Conception de fiche d’enquête
Une fiche d’enquête semi-directive a été élaborée pour répondre aux objectifs voulus et aux hypothèses émises. Dans cette fiche, les éléments ci-après ont été abordés :
➢ Les caractéristiques de l’exploitation : Les données et informations collectées concernent les facteurs de production mobilisés dans l’exploitation, à savoir, le foncier, en particulier le statut du foncier, la main-d’œuvre et enfin le travail et le capital. Il s’agit également de connaitre la taille de l’exploitation, le nombre d’actifs et le niveau d’éducation.
➢ Les systèmes de culture : Il a été surtout question de connaitre les différentes associations et rotations de cultures sur les différents terroirs ainsi que les itinéraires techniques utilisées pour chaque système.
➢ Les ateliers d’élevage : Il s’agit de la conduite d’élevage ainsi que l’affectation des produits d’élevage.
➢ Les activités extra-agricoles : Il s’agit d’identifier les autres activités génératrices de revenus pour la population locale.
➢ Les performances économiques des ménages : Les données et informations permettant de calculer les valeurs ajoutées brutes (VAB) et les valeurs ajoutées nettes (VAN) des différents systèmes de cultures et ateliers d’élevage et les revenus totaux ont été également collectées au niveau des exploitants agricoles.
➢ Les perceptions des exploitants agricoles locaux sur le « hatsaky » : Les questions posées concernent le « hatsaky » (ce que les exploitants agricoles entendent par hatsaky), mais aussi les raisons qui poussent les exploitants agricoles à la pratiquer ainsi que le devenir du système agraire incluant cette pratique.

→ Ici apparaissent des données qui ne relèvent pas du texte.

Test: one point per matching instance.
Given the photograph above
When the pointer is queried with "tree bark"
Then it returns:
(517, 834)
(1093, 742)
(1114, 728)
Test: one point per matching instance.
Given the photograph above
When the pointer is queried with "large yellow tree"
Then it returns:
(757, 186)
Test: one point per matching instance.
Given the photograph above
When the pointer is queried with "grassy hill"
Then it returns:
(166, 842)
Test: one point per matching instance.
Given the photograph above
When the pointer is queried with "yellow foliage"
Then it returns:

Période post- coloniale : émergence de la culture à base de défriche
Les systèmes de production de la période coloniale continuaient d’exister pendant une certaine période. Les concessions étaient partagées entre les autochtones et les migrants. D’une part les autochtones étaient les premiers occupants des baiboho et d’autre part, les migrants en tant qu’anciens salariés de ces concessions. Cependant depuis les années 1990, les crues sont devenues de moins en moins importantes, d’où le changement de spéculation sur les baiboho, la lentille, considérée comme « exigeante » en termes d’éléments fertilisants a été remplacée par des spéculations « peu exigeantes » comme le black eyes (lojy) et le haricot mungo (tsiasisa), à cela s’ajoute la dégradation des ranovory due à l’ensablement des canaux de conduite d’eau. Alors, les cultures de décrue sur les baiboho et la riziculture de décrue ne suffisaient plus à la population. Une population qui ne cesse de s’accroître auquel s’ajoute les flux de migrations quasi-permanents (à cause du phénomène de « kere » dans le Sud de Madagascar et dysfonctionnement des sociétés d’État comme la SIRANALA de Morondava et la concession de De Haulme de Beroboka). En conséquence, la population a décidé de se lancer à la défriche de la forêt à partir des années 2000, type d’agriculture déjà pratiqué dans la Commune de Beroboka située au Sud de Tsimafana depuis longtemps. Au début, les parcelles défrichées étaient à proximité des villages et les exploitants agricoles cultivaient la terre pendant 5 ans avant de l’abandonner, les exploitants agricoles ont commencé à valoriser les terres mis à l’abandon en jachère faute de terrains à défricher. Cette période correspondait également à l’introduction de l’utilisation de la charrue dans la zone. Vers les années 2009, des petits campements se sont installés sur la route nationale numéro 8 se rapprochant de la forêt vue que la couverture forestière est devenue davantage éloignée du village de Tsimafana. Concernant l’élevage, le phénomène de vol de bœufs a été devenu de plus en plus courant dans la région que la majorité de la population n’en gardait plus qu’une dizaine et s’en suivait ainsi une diminution importante du cheptel bovin dans la localité.
Riziculture de décrue
La riziculture de décrue est caractérisée par l’installation des pépinières sur les berges de Tsiribihina ou dans des parcelles où il y a en permanence d’eau pour assurer le développement des jeunes plants de riz, pour être ensuite transportés et repiqués dans les ranovory. Il est à remarquer que le repiquage se fait en fonction de la descente du niveau de l’eau dans les ranovory (quand le niveau de l’eau est au même niveau que le genou, le repiquage commence) à l’aide des bâtons fouisseurs. Il faut noter que le gardiennage de la culture se pratique durant la phase de maturation du riz. Il n’y a pas travaux de désherbage car les mauvaises herbes ne nuisent pas au développement du riz dans ces dépressions.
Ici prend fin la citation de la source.